“Most of our troubles are due to our passionate desire for and attachment to things that we misapprehend as enduring entities.” ~Dalai Lama
Letting go feels like losing control. Did you actually think you were in control of this wild, abundant, crazy life anyway? “When you stop trying to grasp, own, and control the world around you, you give it the freedom to fulfill you without the power to destroy you” (Letting go of attachment).
In trying to hold on to what’s familiar, we limit our ability to experience joy in the present. A moment can’t possibly radiate fully when you’re suffocating it in fear. ~ Letting go of attachment
Letting go feels like giving up. Let’s remember: giving up is deciding it’s futile whereas letting go is appreciating the process and recognizing there may be something good in not getting what you want.

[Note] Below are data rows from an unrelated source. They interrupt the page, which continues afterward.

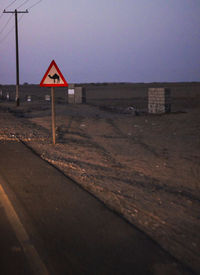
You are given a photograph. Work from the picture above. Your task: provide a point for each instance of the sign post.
(53, 115)
(53, 78)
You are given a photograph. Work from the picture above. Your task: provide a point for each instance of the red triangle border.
(65, 84)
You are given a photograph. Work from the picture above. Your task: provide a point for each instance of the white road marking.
(38, 267)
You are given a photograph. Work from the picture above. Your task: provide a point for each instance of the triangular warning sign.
(53, 77)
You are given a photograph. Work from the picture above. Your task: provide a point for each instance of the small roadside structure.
(159, 100)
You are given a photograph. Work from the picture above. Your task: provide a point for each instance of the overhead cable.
(34, 5)
(10, 4)
(6, 23)
(23, 4)
(13, 27)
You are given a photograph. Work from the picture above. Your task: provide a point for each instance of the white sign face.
(53, 77)
(71, 91)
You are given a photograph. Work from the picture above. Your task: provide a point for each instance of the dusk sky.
(103, 40)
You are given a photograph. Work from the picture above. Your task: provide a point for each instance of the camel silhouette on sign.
(54, 77)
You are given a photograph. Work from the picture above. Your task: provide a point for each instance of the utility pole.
(17, 51)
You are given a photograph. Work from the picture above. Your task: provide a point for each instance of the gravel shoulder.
(144, 167)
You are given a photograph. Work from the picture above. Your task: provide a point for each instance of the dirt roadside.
(144, 167)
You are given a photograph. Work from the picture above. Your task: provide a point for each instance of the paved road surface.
(62, 229)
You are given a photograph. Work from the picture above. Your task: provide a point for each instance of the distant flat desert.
(145, 167)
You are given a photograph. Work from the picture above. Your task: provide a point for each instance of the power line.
(3, 28)
(16, 12)
(10, 4)
(4, 38)
(23, 4)
(34, 4)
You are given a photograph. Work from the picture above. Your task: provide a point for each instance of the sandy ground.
(144, 167)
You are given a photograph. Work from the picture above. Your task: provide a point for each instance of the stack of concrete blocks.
(159, 100)
(74, 94)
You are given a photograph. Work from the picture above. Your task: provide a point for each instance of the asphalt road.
(62, 229)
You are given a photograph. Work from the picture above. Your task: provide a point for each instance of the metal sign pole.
(53, 115)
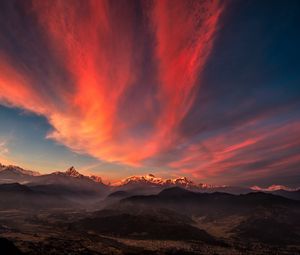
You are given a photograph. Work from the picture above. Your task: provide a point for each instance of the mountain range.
(145, 210)
(144, 184)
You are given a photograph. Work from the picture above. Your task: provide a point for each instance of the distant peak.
(73, 172)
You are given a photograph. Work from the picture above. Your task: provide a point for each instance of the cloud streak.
(98, 46)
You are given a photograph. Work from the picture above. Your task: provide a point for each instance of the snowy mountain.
(151, 180)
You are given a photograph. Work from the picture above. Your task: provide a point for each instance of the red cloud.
(97, 43)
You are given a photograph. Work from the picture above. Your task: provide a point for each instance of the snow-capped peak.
(73, 172)
(153, 180)
(96, 178)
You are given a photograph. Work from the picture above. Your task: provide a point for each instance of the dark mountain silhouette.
(17, 196)
(7, 247)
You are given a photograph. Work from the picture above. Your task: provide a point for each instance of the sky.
(204, 89)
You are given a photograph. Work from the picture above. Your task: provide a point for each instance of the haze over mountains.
(11, 174)
(140, 213)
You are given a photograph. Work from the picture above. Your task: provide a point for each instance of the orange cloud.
(99, 46)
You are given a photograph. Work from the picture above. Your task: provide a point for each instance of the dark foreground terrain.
(173, 221)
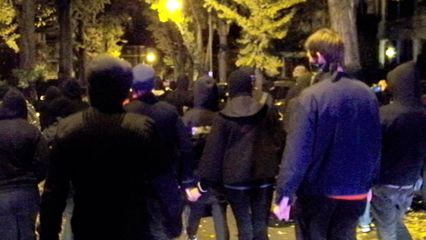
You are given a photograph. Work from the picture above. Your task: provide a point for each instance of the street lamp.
(390, 52)
(151, 56)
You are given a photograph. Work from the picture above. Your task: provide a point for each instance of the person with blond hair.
(332, 147)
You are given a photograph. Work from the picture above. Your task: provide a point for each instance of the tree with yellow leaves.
(261, 21)
(7, 27)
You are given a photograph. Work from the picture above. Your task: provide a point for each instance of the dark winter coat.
(108, 158)
(404, 129)
(23, 150)
(175, 136)
(244, 145)
(333, 143)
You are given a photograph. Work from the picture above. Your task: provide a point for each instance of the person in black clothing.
(107, 155)
(242, 155)
(403, 123)
(166, 202)
(181, 97)
(23, 164)
(200, 119)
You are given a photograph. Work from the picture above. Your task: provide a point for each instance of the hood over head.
(143, 77)
(182, 82)
(242, 106)
(72, 89)
(206, 94)
(13, 105)
(109, 81)
(404, 83)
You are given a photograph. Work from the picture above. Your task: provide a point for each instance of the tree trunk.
(209, 51)
(27, 37)
(223, 31)
(81, 53)
(343, 20)
(259, 78)
(65, 39)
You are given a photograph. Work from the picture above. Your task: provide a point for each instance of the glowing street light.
(390, 52)
(173, 5)
(151, 57)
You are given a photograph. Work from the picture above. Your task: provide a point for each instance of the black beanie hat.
(240, 83)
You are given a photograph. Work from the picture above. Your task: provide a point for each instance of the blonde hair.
(328, 43)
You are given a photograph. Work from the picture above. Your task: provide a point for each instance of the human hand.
(282, 210)
(192, 194)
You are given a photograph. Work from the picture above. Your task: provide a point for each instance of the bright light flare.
(390, 52)
(151, 57)
(173, 5)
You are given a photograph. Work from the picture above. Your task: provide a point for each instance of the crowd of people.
(125, 164)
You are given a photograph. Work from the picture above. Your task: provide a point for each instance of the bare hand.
(282, 210)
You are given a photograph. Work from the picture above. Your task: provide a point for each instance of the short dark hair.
(327, 42)
(109, 81)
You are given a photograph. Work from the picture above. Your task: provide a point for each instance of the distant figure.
(332, 147)
(46, 117)
(241, 155)
(107, 155)
(199, 120)
(299, 71)
(165, 203)
(23, 164)
(181, 97)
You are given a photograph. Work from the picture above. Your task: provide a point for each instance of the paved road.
(416, 222)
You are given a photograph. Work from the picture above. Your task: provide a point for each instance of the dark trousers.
(319, 217)
(251, 209)
(218, 212)
(18, 211)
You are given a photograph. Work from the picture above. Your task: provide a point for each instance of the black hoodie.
(403, 128)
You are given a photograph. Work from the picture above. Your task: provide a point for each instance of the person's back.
(403, 152)
(332, 147)
(23, 164)
(107, 155)
(181, 97)
(404, 129)
(339, 107)
(166, 200)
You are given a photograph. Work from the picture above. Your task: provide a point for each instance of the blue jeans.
(365, 219)
(388, 207)
(218, 211)
(251, 209)
(18, 211)
(320, 217)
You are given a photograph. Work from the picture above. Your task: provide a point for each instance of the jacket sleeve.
(54, 196)
(210, 166)
(298, 149)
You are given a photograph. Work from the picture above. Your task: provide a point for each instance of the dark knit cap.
(52, 92)
(240, 83)
(13, 105)
(143, 77)
(72, 89)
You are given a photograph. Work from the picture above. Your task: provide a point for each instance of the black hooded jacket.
(23, 150)
(403, 123)
(244, 146)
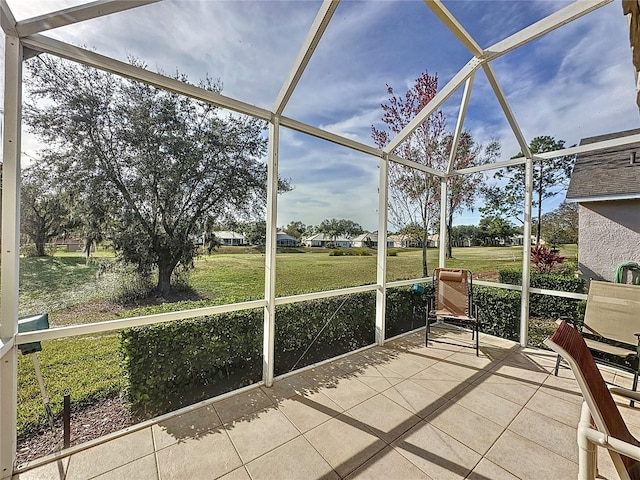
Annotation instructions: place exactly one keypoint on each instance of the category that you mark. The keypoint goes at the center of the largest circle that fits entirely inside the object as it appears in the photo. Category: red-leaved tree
(414, 196)
(463, 189)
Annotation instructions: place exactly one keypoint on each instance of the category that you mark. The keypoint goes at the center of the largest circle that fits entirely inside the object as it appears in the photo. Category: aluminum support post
(526, 254)
(10, 252)
(270, 254)
(443, 237)
(381, 292)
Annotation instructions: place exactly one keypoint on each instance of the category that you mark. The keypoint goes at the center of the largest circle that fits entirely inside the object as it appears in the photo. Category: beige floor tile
(374, 377)
(388, 464)
(515, 391)
(237, 474)
(257, 434)
(294, 460)
(437, 454)
(486, 470)
(352, 364)
(243, 404)
(556, 408)
(55, 470)
(407, 364)
(470, 360)
(191, 425)
(349, 392)
(110, 455)
(489, 405)
(344, 443)
(144, 468)
(414, 397)
(307, 412)
(458, 371)
(547, 433)
(209, 456)
(440, 383)
(528, 460)
(467, 427)
(534, 377)
(562, 387)
(385, 418)
(287, 388)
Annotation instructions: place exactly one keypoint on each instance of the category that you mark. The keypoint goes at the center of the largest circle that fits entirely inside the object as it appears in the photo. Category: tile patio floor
(401, 411)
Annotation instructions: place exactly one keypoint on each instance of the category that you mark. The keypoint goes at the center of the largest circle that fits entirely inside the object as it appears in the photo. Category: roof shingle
(606, 172)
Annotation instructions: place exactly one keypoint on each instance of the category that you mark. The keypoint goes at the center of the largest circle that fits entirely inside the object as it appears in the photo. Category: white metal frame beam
(268, 334)
(381, 263)
(45, 44)
(10, 271)
(468, 86)
(306, 51)
(454, 26)
(79, 13)
(7, 20)
(438, 99)
(511, 118)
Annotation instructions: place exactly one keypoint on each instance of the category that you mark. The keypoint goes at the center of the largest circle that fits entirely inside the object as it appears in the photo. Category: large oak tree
(153, 163)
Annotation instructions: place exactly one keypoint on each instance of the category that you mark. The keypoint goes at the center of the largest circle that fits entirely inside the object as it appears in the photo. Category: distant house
(369, 240)
(404, 241)
(606, 186)
(285, 240)
(229, 238)
(323, 240)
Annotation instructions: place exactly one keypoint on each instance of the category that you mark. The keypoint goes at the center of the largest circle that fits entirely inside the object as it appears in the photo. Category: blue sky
(572, 83)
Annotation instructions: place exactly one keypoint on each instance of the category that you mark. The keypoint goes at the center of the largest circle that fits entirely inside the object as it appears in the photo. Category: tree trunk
(165, 270)
(447, 235)
(40, 248)
(540, 192)
(425, 267)
(87, 249)
(40, 241)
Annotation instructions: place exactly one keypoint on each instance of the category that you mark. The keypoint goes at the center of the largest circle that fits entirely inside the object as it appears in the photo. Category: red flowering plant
(544, 259)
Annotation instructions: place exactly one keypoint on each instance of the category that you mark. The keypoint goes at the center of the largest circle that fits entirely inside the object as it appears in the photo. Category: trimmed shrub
(547, 306)
(173, 364)
(498, 311)
(406, 311)
(316, 330)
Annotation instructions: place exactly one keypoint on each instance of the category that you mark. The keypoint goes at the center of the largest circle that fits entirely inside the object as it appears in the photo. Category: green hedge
(173, 364)
(547, 306)
(350, 324)
(406, 311)
(498, 311)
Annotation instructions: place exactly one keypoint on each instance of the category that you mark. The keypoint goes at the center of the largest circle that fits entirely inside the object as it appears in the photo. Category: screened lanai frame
(23, 39)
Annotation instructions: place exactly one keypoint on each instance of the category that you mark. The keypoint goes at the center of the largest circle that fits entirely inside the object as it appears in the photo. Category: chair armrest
(624, 392)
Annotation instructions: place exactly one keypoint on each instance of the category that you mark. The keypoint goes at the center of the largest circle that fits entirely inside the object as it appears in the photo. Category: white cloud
(572, 83)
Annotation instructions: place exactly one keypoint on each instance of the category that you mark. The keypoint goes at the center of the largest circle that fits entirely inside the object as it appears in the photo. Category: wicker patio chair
(453, 301)
(611, 326)
(601, 424)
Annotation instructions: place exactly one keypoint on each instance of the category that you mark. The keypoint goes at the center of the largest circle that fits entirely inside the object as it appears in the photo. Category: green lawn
(89, 367)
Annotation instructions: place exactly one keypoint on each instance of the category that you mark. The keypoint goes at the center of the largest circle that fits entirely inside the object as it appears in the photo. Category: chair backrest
(453, 290)
(613, 311)
(568, 342)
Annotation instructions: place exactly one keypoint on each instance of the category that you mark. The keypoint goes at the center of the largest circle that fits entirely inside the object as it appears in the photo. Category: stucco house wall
(609, 236)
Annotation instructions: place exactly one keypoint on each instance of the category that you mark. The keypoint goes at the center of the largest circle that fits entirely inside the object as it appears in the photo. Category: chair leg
(426, 335)
(477, 340)
(587, 451)
(555, 372)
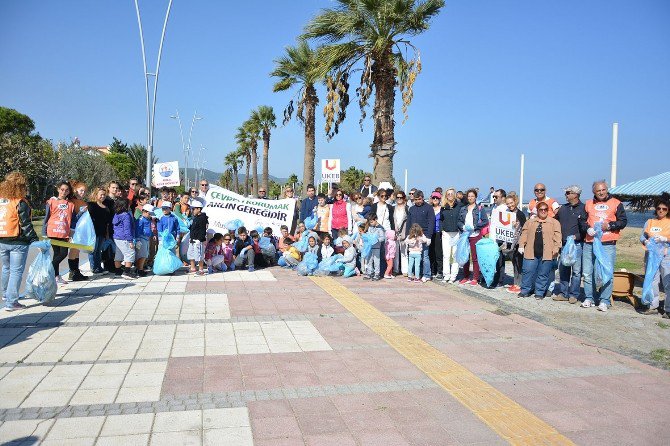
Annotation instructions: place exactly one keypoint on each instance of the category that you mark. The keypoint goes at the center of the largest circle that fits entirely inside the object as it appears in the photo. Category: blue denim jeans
(536, 275)
(414, 269)
(571, 276)
(588, 269)
(13, 262)
(425, 258)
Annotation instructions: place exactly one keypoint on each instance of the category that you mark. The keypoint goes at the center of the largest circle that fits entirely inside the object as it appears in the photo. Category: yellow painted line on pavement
(507, 418)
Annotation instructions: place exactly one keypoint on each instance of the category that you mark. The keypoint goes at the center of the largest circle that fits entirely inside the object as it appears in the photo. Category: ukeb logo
(165, 170)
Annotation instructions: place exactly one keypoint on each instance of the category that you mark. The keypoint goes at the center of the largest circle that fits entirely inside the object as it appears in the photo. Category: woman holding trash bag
(101, 215)
(16, 233)
(473, 220)
(540, 242)
(78, 198)
(509, 250)
(59, 220)
(658, 230)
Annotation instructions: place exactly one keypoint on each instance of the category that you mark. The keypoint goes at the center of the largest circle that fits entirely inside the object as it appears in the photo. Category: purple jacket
(123, 224)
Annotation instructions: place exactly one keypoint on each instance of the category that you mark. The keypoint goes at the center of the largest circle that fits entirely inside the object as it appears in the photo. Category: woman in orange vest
(80, 206)
(659, 229)
(59, 221)
(16, 233)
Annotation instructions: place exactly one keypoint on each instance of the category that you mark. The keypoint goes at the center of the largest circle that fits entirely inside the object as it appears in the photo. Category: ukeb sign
(330, 171)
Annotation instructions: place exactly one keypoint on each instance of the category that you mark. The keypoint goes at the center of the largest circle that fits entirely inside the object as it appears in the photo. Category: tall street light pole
(190, 132)
(151, 110)
(183, 147)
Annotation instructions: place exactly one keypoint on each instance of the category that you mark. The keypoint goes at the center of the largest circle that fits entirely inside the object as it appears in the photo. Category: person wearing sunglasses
(540, 242)
(658, 230)
(340, 214)
(572, 217)
(541, 197)
(610, 213)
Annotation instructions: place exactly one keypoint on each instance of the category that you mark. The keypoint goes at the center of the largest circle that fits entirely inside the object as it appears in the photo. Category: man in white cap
(572, 216)
(143, 234)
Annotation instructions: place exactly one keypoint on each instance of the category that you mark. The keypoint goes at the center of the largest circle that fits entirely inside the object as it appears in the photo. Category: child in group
(214, 254)
(143, 233)
(124, 235)
(312, 244)
(197, 236)
(282, 245)
(374, 261)
(326, 249)
(390, 253)
(414, 242)
(168, 221)
(243, 251)
(349, 257)
(291, 256)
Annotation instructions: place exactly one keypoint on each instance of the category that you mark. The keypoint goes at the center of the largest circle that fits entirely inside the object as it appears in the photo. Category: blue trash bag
(41, 278)
(330, 265)
(308, 264)
(232, 225)
(310, 222)
(368, 241)
(166, 261)
(654, 258)
(84, 232)
(463, 249)
(487, 257)
(603, 269)
(569, 252)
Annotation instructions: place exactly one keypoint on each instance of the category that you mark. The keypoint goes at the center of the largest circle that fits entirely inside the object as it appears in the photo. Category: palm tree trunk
(254, 168)
(266, 153)
(311, 101)
(383, 145)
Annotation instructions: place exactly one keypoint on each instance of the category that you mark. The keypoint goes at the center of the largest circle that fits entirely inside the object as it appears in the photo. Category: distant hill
(213, 177)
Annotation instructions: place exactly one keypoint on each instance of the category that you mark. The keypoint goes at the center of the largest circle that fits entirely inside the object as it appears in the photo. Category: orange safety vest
(532, 205)
(657, 228)
(60, 218)
(603, 211)
(9, 217)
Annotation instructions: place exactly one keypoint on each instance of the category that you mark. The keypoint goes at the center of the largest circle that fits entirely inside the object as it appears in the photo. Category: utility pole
(151, 110)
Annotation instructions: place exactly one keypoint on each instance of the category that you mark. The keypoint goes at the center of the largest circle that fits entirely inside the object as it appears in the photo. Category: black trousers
(60, 253)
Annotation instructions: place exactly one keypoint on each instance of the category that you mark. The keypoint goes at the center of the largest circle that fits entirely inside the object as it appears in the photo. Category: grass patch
(661, 355)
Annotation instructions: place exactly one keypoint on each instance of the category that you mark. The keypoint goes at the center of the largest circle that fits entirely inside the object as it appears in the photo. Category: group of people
(406, 235)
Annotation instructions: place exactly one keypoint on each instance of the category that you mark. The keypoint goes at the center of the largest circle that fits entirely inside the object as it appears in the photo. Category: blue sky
(499, 78)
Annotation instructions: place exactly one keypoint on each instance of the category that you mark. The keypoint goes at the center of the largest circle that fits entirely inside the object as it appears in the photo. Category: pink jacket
(390, 245)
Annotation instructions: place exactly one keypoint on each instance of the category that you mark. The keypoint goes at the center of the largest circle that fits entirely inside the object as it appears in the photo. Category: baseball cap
(574, 189)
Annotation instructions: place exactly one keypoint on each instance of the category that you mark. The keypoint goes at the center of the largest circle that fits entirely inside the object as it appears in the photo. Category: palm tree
(299, 67)
(253, 132)
(234, 161)
(264, 118)
(374, 34)
(244, 148)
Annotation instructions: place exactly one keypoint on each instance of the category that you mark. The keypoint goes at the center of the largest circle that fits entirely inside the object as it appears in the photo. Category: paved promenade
(270, 358)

Letting go feels like throwing in the towel. This phrase comes from boxing: when a player is too beat to continue, the coach throws a towel into the ring to signal the end. It doesn’t mean you are defeated, it means that today you faced the challenge and grew through the experience. You don’t know what today’s growth will be used for in the future, but all growth is beneficial!
Letting go feels like failure. When you place your happiness, your bliss in people, places, things and hold on to them for dear life… you set ourselves up for feelings of failure. We stress about the possibility of losing them when something feels wrong. And we melt into grief when something changes–a break up, a crisis, a lay off, a disconnection. Failure is not trying at all. Letting go is releasing expectations–the attachment–of the outcome.
Letting go feels like imperfection. Because we’re supposed to achieve everything we set our eyes on? Because we’re supposed to do everything the first time perfectly? Again, when were you under the illusion that you were in control of this amazing, incredible, intense life experience? Repeat with me: “Yes, I am imperfect and vulnerable and sometimes afraid, but that doesn’t change the truth that I am also brave and worthy of love and belonging” (The Gifts of Imperfection: Let Go of Who You Think You’re Supposed to Be and Embrace Who You Are).